Metrics from the bottom of the Stack measure whether we’re operating well, and certainly this is necessary even if not sufficient. Metrics at the level the customer is actively thinking about are useful to measure whether our Product is delivering on its direct promise, which again is vital.
It’s strategic to measure further up the stack. Not too far, otherwise it’s not only difficult to measure, but too many external factors drive the number. But the very next level up could be a critical way to measure value and to understand whether customers will be happy in the long run.

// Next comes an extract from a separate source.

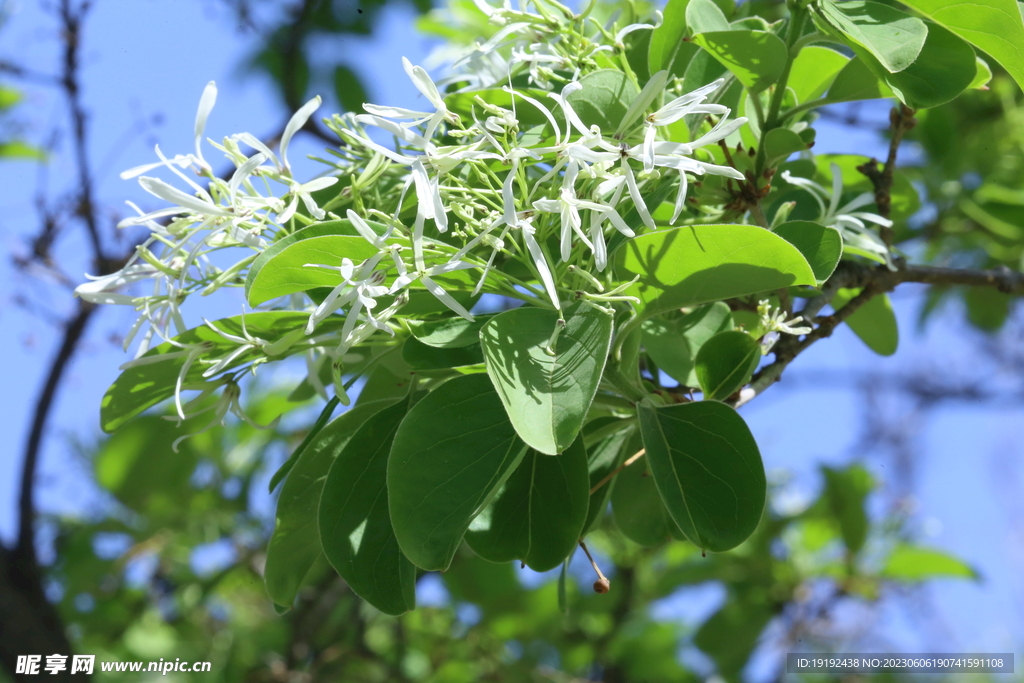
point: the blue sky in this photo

If a customer of Shopify successfully creates a store, the product of “have a store online” is succeeding, and that will be reflected in metrics like “number of products currently for sale” and in user surveys like “how easy was it to set up products for sale.” That’s important, but what if no one buys their wares? That customer will probably churn, even though the software delivered on its promise. Indeed, Shopify has enormous cancellation rates that would sink most companies; they survive because the ones that stay, grow a lot. Because they have so many inbound new customers, they can manage around the fact that only 34% stick around for even one year.
Can Shopify ensure that all customers who create a store end up doing thousands of dollars a month in business? No, this is an example where the next level up is vital, but Shopify cannot control it. However, they can measure it, and help. They could have articles about how to do online marketing, or features inside the store that help potential customers complete a checkout rather than abandon5.
5 Features like ShopPay, in which previous customers of other Shopify stores are fast-tracked through the purchase process, increasing the percentage of shopping carts that result in completed transactions.
This is why Shopify’s primary success metric is GMV6; they report it to Wall Street directly after revenue, and in the same large font. GMV measures whether their customers are succeeding in the next level up on the stack. GMV not only reflects the truth about where the customer value is, it also encourages their product mangers to think about how to stretch up from the level of the stack they fully control.
6 Gross Merchandise Value: the total amount of money their customers are selling through their stores.
A source of higher purpose
Our direct goals are often simple: Sign up more customers, get them to activate on the product, reduce churn, reduce support tickets, reduce costs. All of that is important, but none of it creates a higher purpose.
What’s it all for? Why should we even bother?
Many companies can’t answer the question. Indeed, maybe they have no purpose other than “growth.” Will folks be motivated to do their best work at a company that values only conversion rates?
Purpose can be found in the higher levels of the Needs Stack. The immediate work is “getting a website,” but the higher purpose is to enable someone to build a career for themselves, to engage their creativity and speciality, to help them win the respect of others. Or help them become a hero within a bigger organization through some new marketing project, which will eventually lead to their promotion. Or help them raise awareness and money for an important cause. Or enable them to speak truth to power in a region of the world where such speech is forbidden.
Tell those stories. On the website and internally. Celebrate with your team when this actually happens for a customer, because that is what it’s all about. Those stories are why we should care.
Identify those upper reaches of the Needs Stack, not only because it helps you build more valuable features, not only because it helps you build a better strategy, but because it is the ultimate reason why any of this is worth doing in the first place.